図1に示すように、本実施形態に係る低温流体用昇圧装置1は、第1段圧縮部10と、第2段圧縮部20とを主たる要素として構成されたものである。
第1段圧縮部10は、ピストン(第1のピストン)11と、ピストンロッド12と、シリンダブロック(第1のシリンダブロック)13と、断熱真空容器(第1の断熱真空容器)14とを備えたものである。
ピストン11は、シリンダブロック13の内部に形成されたシリンダ13a内に往復動可能に収容された概略円筒状を呈する部材であり、その一端面(図1において下側の端面)により低温流体(例えば、液体水素、液体窒素、液化炭酸ガス、液化天然ガス、液化プロパンガス等)が圧縮され得るようになっている。
また、ピストン11の外周面(すなわち、シリンダ13aの内周面(シリンダ壁)と対向する面)には図示しないリング溝が形成されているとともに、このリング溝内にはピストンリング11aが配置されている。
【0012】
ピストンロッド12は、断面視円形を呈する概略棒状の部材であり、その一端部は、ピストン11の他端面中央部に連結されているとともに、その他端部は、図示しない動力伝達部に接続されている。

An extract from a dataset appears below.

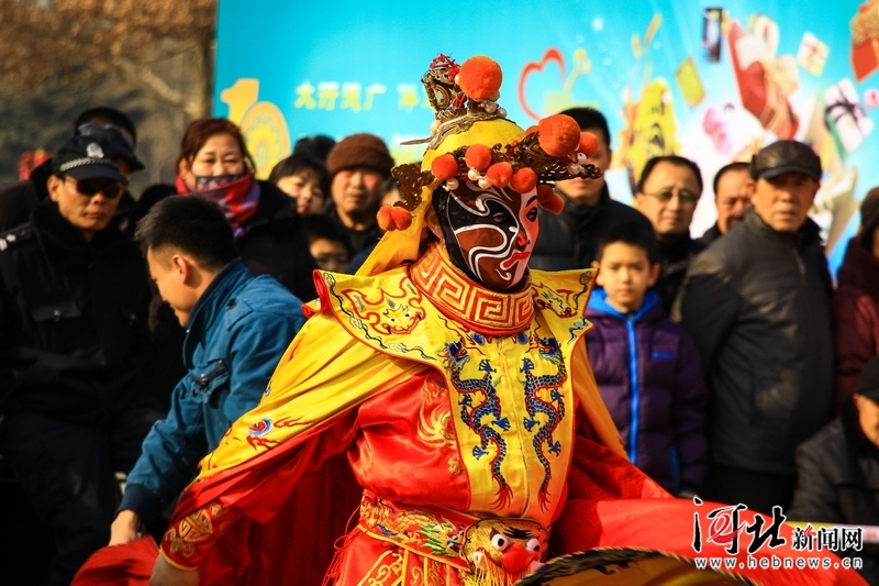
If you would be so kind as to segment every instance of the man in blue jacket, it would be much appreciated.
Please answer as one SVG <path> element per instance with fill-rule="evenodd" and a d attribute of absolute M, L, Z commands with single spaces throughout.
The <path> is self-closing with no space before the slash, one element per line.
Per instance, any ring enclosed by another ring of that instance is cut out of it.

動力伝達部は、図示しない駆動源からの動力によりピストンロッド12を、例えば、2mmのストロークで上下方向に直線的に往復動させるものである。
【0013】
シリンダブロック13は、その内部に概略中空円筒状のシリンダ13aを有する部材である。シリンダ13aの底面(図1において下側の面)には、大気圧状態の低温流体が流入する流体流入口13bが設けられており、また、シリンダ13aの内周面(図1において右側の面)には、圧縮された(1.3MPa程度に昇圧された)低温流体が流出する流体流出口13cが設けられている。流体流入口13bの上流側近傍および流体流出口13cの下流側近傍に位置する配管17にはそれぞれ逆止弁(チェック弁)15,16が設けられている。
【0014】
断熱真空容器14は、その内部が真空とされ、かつその内部に、例えば、銅板等の輻射シールド板(図示せず)が配置された容器である。この断熱真空容器14内には、低温流体Lが貯溜(あるいは別途供給)されるようになっており、前述したシリンダブロック13の略全体が低温流体L内に浸かるように収容されている。
【0015】
以上の構成から、第1段圧縮部10では、駆動源からの動力により上下方向へ直線的に往復動するピストンロッド12により、このピストンロッド12の一端部に接続されたピストン11がシリンダ13a内を往復動し、流体流入口13bからシリンダ13a内に吸入された低温流体が、ピストン11の一端面により圧縮されて、所望の圧力(例えば、1.3MPa程度)に加圧(昇圧)された後、流体流出口13cからシリンダブロック14の外部に導き出されるようになっている。
【0016】
第2段圧縮部20は、ピストン(第2のピストン)21と、ピストンロッド22と、シリンダブロック(第2のシリンダブロック)23と、断熱真空容器(第2の断熱真空容器)24とを備えたものである。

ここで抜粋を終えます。